ま、まぁ、言っても桜は他にもあるわけだし……特に新入生の第一歩を彩るという意味では、校庭なんかよりも校門周りの桜の方が重要だろう! そっちの桜は無事ポム! メルティ・ポワールが守ったんだポム!
「夢実っぺも知っとるやろ? あの校庭の桜って、伝説の桜って言われてるやん? 満開の桜の下で付き合い始めたカップルは永遠に結ばれるって。その伝説に憧れて、私立蹴ってうち来る子もおるっていうくらいやし。実は例のサッカー部の子も、今日あそこで告るはずやったんや。泣いとったで? ほんま許せへん……!」
ポ、ポムムぅーん……! メルティ・ポワールが少女の夢壊しちゃったポムぅ……! 絶望させちゃったポムぅ……!
ちなみに人間の夢が潰えたときには絶望エネルギーっていう負のエネルギーも発生しちゃうポムぅ。説明したけど夢実ちゃんは興味示してくれなかったポムぅ……。
「……本当、ですね……っ、許せません、そんなの……っ!」
なんかプルプル震えてるポム。その震えは怒りポムか? 不安ポムか? それとも……。
「せやけど、夢実っぺ」
そこで美柑ちゃんはなぜか声をひそめる。
「何で『炎』ってわかったん? 桜が焼けてたってこと知らんかったんやろ? ツイッターでは『光』っちゅー情報しか出てなかったはずやけど」
ポムぅ!? この関西娘、めざといポムぅ!
「そ、そそそ、それは……っ」
夢実ちゃんも相変わらず白々しく動揺してるポムぅ! もしかして、わざとだったポムかぁ!?

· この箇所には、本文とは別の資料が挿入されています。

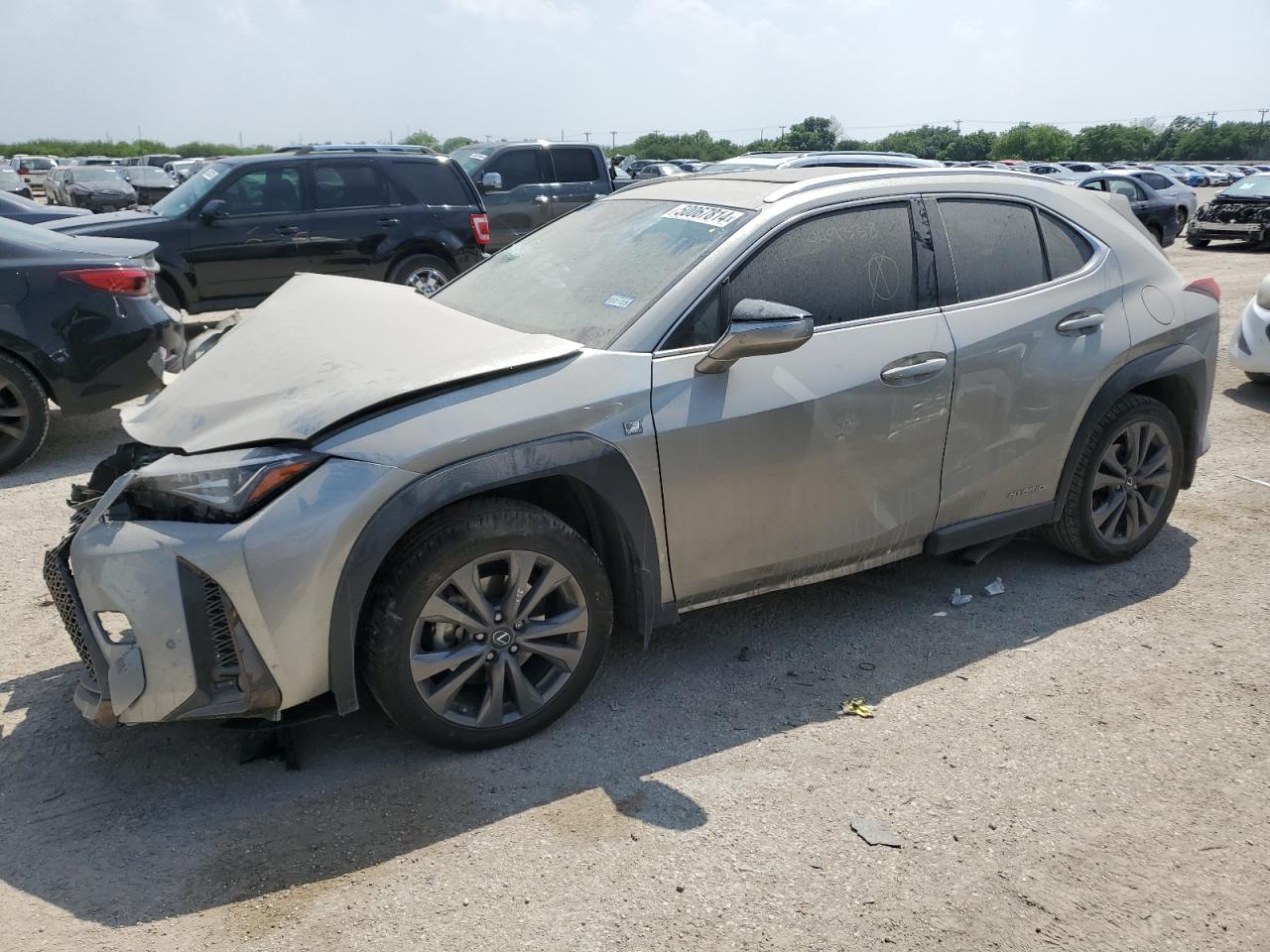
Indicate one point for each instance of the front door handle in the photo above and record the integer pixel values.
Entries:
(901, 372)
(1080, 324)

でも、まだまだ取り返せる! ツイッターの情報からだけでも花火を連想くらいできるし、探し回ればそんな推測投稿も見つかるはずだ。それを目に入れてただとか、適当な嘘で切り抜けるだけだ!
「んん? ほんま、どうしたんや、今日の夢実っぺ。何やおかしいで? やっぱ夢芽っぴがいなくなってもうたんが寂しいんと、」
「夢実なんですっ! その写真!」
「……は?」
ポムムぅーん!! ついにやりやがったポムぅ! リュック越しにも熱が伝わってくるポムぅ! この女、高揚してるポム! やっぱ武者震いだったポム! ギンッギンのギッラギラだポムぅ!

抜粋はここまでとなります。